Reputation: 25
If we have
String x="Hello.World";
I'm looking to replace that '.'
with "Hello"
, as to have: "HelloHelloWorld"
.
The problem is, if I have:
String Y="Hello.beautiful.world.how.are.you;"
the answer would have to be "HelloHellobeautifulbeautifulworldworldhowhowareareyouyou"
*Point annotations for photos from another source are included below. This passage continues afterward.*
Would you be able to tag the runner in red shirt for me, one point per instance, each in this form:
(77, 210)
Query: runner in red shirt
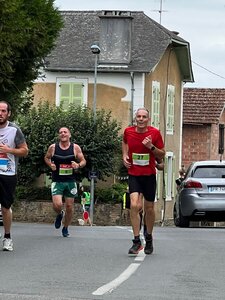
(142, 145)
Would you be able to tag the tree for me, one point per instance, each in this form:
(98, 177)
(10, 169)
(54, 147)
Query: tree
(28, 31)
(99, 140)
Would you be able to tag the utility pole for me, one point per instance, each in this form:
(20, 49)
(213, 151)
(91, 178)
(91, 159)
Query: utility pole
(96, 51)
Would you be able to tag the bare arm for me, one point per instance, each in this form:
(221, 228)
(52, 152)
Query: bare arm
(80, 157)
(20, 151)
(48, 156)
(125, 152)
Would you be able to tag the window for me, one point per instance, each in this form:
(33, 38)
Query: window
(71, 91)
(115, 39)
(170, 109)
(155, 104)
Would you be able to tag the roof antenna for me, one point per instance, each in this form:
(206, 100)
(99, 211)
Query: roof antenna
(160, 11)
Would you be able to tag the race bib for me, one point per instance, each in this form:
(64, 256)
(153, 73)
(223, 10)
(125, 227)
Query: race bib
(140, 159)
(3, 164)
(65, 169)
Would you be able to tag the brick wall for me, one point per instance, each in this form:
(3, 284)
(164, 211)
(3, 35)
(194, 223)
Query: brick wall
(200, 142)
(196, 143)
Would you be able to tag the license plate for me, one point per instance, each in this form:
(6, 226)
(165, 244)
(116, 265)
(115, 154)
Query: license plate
(217, 189)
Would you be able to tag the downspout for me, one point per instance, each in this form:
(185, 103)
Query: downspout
(132, 98)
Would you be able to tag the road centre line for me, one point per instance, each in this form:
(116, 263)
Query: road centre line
(109, 287)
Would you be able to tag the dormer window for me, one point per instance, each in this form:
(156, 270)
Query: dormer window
(115, 37)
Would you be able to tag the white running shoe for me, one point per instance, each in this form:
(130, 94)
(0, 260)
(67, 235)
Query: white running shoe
(7, 244)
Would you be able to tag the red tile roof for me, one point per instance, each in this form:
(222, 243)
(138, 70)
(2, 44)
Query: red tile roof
(203, 106)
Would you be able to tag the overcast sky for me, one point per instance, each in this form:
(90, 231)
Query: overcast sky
(200, 22)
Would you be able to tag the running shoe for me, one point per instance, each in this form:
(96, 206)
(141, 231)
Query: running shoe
(148, 244)
(7, 244)
(58, 220)
(65, 232)
(137, 246)
(144, 231)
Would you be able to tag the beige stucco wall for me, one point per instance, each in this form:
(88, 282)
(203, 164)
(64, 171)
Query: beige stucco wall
(111, 98)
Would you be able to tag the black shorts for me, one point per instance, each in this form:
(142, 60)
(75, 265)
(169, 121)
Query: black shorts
(143, 184)
(7, 190)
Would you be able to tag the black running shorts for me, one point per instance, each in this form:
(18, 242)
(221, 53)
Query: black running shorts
(143, 184)
(7, 190)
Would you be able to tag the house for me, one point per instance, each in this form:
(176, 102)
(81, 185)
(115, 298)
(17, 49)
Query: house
(203, 111)
(140, 63)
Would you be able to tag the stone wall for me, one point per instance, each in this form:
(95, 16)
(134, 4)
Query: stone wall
(42, 212)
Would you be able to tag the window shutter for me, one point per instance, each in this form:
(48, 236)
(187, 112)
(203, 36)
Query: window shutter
(64, 95)
(155, 104)
(71, 93)
(170, 108)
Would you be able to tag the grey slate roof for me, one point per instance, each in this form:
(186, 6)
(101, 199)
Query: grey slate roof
(148, 44)
(203, 106)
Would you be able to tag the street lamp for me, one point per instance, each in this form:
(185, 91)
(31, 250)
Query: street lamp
(96, 51)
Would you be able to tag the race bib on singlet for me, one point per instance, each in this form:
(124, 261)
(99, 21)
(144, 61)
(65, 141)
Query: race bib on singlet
(140, 159)
(4, 162)
(65, 169)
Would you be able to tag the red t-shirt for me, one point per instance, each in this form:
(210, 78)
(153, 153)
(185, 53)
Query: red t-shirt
(142, 159)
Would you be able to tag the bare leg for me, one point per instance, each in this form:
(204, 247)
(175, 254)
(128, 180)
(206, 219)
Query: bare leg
(149, 215)
(136, 206)
(69, 203)
(57, 203)
(7, 219)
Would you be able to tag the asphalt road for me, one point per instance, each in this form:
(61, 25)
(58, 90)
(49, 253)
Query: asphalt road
(93, 264)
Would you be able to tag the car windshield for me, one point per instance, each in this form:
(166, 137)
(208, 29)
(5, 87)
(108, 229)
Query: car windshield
(209, 172)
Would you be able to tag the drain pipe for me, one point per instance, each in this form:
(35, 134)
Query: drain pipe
(132, 98)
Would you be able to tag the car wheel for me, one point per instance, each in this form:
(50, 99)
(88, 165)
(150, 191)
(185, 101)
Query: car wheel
(180, 220)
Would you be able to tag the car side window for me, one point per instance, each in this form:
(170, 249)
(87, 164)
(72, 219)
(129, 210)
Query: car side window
(209, 172)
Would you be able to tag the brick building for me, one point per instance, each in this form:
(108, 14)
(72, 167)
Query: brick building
(203, 111)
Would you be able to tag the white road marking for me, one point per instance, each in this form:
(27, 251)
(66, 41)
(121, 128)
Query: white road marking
(112, 285)
(109, 287)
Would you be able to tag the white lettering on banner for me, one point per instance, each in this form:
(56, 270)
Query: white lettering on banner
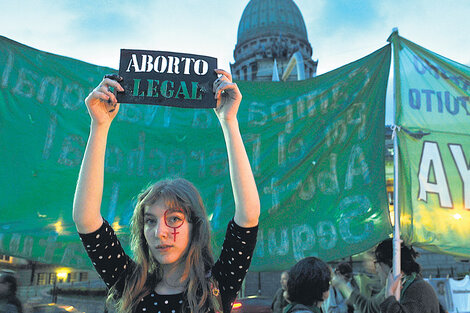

Keep in mind that I can't use arrays.
Upvotes: 1
Views: 196
Reputation: 25
This is what i have:
public String meowDot(String meow){
int length = meow.length();
String beforeDot = "";
String afterDot;
char character;
for(int i=0; i < length; i++){
character = meow.charAt(i);
if (i < largo - 1 && character == '.'){
beforeDot += meow.substring(0, i) + meow.substring(0, i);
afterDot = meow.substring(i, length);
meow = afterDot;
} else if(i == length - 1 && character != '.'){
afterDot += meow + meow;
}
}
return beforeDot;
}
Upvotes: -2
Reputation: 2037
Think of the problem like a pointer problem. You need to keep a running pointer
pointed at the last place you looked (firstIndex
in my code), and a pointer at your current place (nextIndex
in my code). Call subString()
on whatever is between those places (add 1 to firstIndex
after the first occurrence because we don't need to capture the "."), append it twice to a new string, and then change your pointers. There is probably a more elegant solution but, this gets the job done:
String Y="Hello.beautiful.world.how.are.you";
int firstIndex=0;
int nextIndex=Y.indexOf(".",firstIndex);
String newString = "";
while(nextIndex != -1){
newString += Y.substring(firstIndex==0 ? firstIndex : firstIndex+1, nextIndex);
newString += Y.substring(firstIndex==0 ? firstIndex : firstIndex+1, nextIndex);
firstIndex=nextIndex;
nextIndex=Y.indexOf(".", nextIndex+1);
}
System.out.println(newString);
Output:
HelloHellobeautifulbeautifulworldworldhowhowareare
Upvotes: 1
Reputation: 1029
I think you can just use regex replacements to achieve that. In a regex, you can use so called "capture groups". You match a word plus a dot with your regex and then you replace it with two times the matched word.
// Match any number of word characters plus a dot
Pattern regex = Pattern.compile("(\\w*)\\.");
Matcher regexMatcher = regex.matcher(text);
// $1 is the matched word, so $1$1 is just two times that word.
resultText = regexMatcher.replaceAll("$1$1");
Note that I didn't try it out since it would probably take me half an hour to set up the Java environment etc. But I am pretty confident that it works.